L’une des mesures qui ont frappé le plus les esprits est la coupure des lignes téléphoniques, décidée en août 2019. Le président Sall indiquait que : «Malgré les efforts qui ont été faits, nous continuons d’enregistrer beaucoup de dépenses. On a évalué les factures de téléphone de 16 à 17 milliards par an pour les agents de l’Administration.» Pour lui, l’Administration doit «optimiser» ces ressources pour apporter un mieux-être aux populations. Cette rationalisation des dépenses publiques avait d’abord porté sur la suppression de 48 agences et structures, la fermeture de quelques postes diplomatiques et consulaires et la suppression d’institutions comme le Sénat et la vice-présidence de la République, qui était dotée d’un budget de fonctionnement même si le poste n’avait jamais été pourvu par le Président Abdoulaye Wade.

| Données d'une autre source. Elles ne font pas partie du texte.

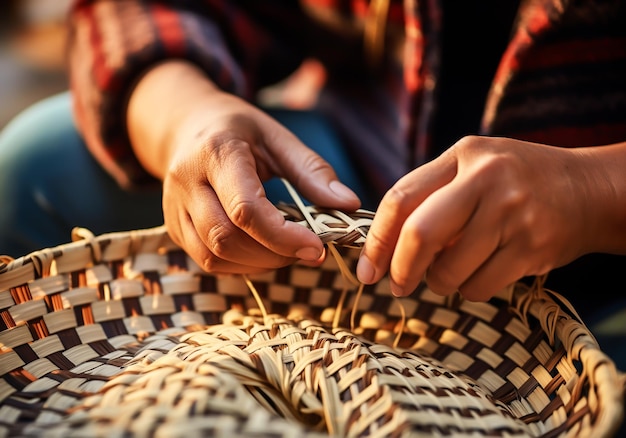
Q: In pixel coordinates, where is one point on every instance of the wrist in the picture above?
(159, 109)
(603, 187)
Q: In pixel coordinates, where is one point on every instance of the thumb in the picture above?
(313, 176)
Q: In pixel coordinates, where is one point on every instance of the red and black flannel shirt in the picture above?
(561, 81)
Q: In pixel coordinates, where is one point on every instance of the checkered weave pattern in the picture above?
(124, 335)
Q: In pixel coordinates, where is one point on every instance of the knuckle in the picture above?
(441, 279)
(241, 212)
(220, 239)
(210, 263)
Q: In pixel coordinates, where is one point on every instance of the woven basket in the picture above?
(124, 335)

Déjà, pour le cas spécifique des dépenses permanentes, toutes les lignes de téléphone mobile, hormis certaines des services de défense, de sécurité et de justice avaient déjà été suspendues le 1er mai 2012, avec un réabonnement au cas par cas, suivant une restriction des bénéficiaires et des montants plafonds fixés par circulaire du Premier ministre. Des économies de 11 milliards de F Cfa avaient été réalisées sur les dépenses du téléphone. La rigueur avait été relâchée, pour ne pas dire que la bride a été lâchée, pour qu’on en arrive encore à couper les téléphones en 2019. Aussi, le gel et la résiliation de toutes les conventions de location de bâtiments à usage de logement ont permis de réaliser des économies de 7 milliards. En lieu et place de la location, des indemnités de logement ont été octroyées aux ayants droit. Depuis 2014, la compensation tarifaire sur l’électricité pour 20 milliards de F Cfa a été économisée. C’est cette enveloppe qui avait permis d’allouer sa première dotation au Pudc dont les populations rurales louent les mérites. Malheureusement, les hérésies commises dans la gestion du secteur de l’électricité ont fini par pousser l’Etat à allouer plus de 200 milliards à la Senelec par an.

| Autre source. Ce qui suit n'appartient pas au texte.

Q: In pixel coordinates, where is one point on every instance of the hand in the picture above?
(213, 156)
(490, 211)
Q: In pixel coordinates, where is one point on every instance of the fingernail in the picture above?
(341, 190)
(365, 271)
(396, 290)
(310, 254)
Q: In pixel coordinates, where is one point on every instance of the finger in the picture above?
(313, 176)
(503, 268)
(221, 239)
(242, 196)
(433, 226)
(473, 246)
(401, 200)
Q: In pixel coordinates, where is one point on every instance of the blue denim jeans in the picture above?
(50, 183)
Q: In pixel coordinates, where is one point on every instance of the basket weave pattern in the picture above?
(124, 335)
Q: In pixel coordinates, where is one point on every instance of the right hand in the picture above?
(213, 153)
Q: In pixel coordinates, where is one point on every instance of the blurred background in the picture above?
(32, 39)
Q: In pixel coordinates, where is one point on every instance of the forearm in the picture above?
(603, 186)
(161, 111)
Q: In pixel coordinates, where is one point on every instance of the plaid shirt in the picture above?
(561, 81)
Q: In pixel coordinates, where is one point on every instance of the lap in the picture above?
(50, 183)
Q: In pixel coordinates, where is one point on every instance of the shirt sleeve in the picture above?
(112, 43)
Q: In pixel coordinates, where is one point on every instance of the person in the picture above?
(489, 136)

Pour les consommations d’eau, les cent plus gros consommateurs de l’Administration ont été identifiés et suivis de façon très rapprochée. S’agissant des corps émergents de l’éducation, suite au rapport de juillet 2011 de l’Inspection générale des finances relatif à l’audit de leurs salaires, il a été décidé de supprimer le quota sécuritaire. Des économies ont été également réalisées sur les subventions octroyées aux agences qui bénéficient de ressources propres, pour 1,080 milliard de F Cfa. La réduction des dotations consacrées aux fêtes et cérémonies, conférences, congrès et séminaires ainsi qu’aux lignes «habillement et accessoires». En outre, les crédits destinés à l’achat de mobilier, matériel de bureau, matériel informatique, véhicules et autres biens amortissables ont été revus à la baisse à hauteur de 2,262 milliards de F Cfa.